Advantages of J-Link HSS vs ARM SWO
When using HSS instead of ARM’s SWO for high-speed sampling of target variables, there are a number of advantages for the user:
- SWO needs an additional pin for outputting the data to the debug probe. HSS uses the existing debug signals which are also used for regular debugging / memory accesses.
- When using SWO, the target needs to support specific hardware units that support periodic monitoring of certain target addresses (DWT units). For Cortex-M3/4, these are limited to 4, most Cortex-M0/M0+ targets do not even provide these units. When using J-Link HSS, no special hardware units need to be supported by the target.

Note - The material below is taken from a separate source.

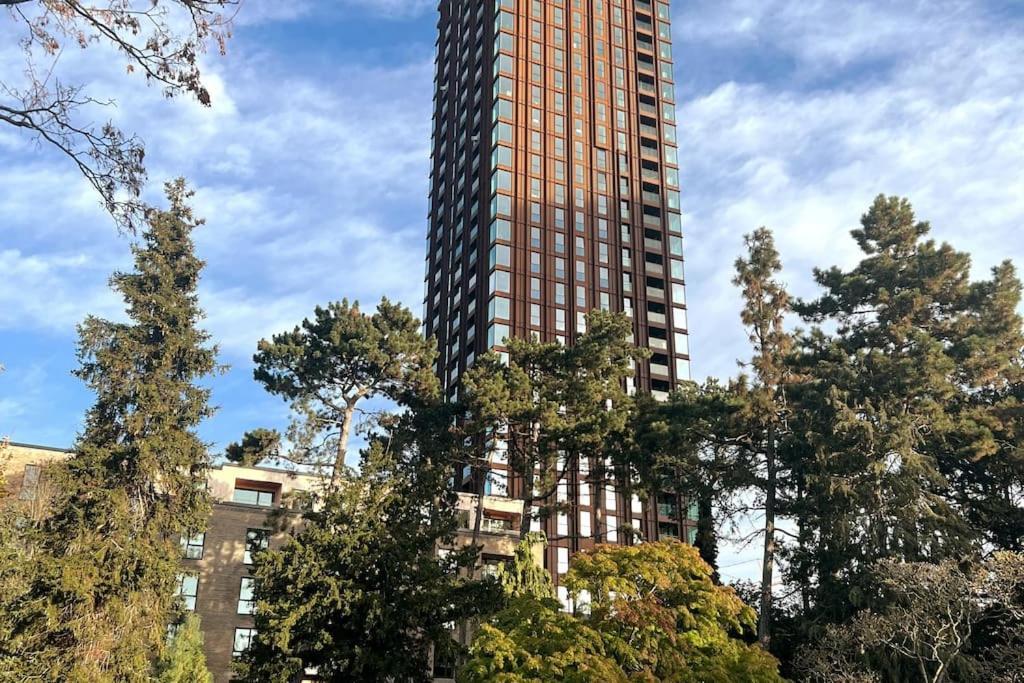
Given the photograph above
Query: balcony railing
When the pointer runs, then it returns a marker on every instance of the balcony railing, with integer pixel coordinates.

- When using the DWT units of the target, to output sampling data via SWO, the SWO FIFO is easily overloaded, as soon as more than two 32-bit variables are sampled in parallel. Moreover, the DWT units are limited in flexibility. They can only sample 8-, 16- and 32-bit values. Longer variables or arrays cannot be monitored or will overload the SWO pin. HSS allows the user to configure flexible lengths of variables being monitored.
- When using SWO, target and debug probe need to use the same frequency for sending & receiving data which makes operation quite difficult, especially on targets where the target CPU speed changes dynamically. When using HSS, there are no such problems.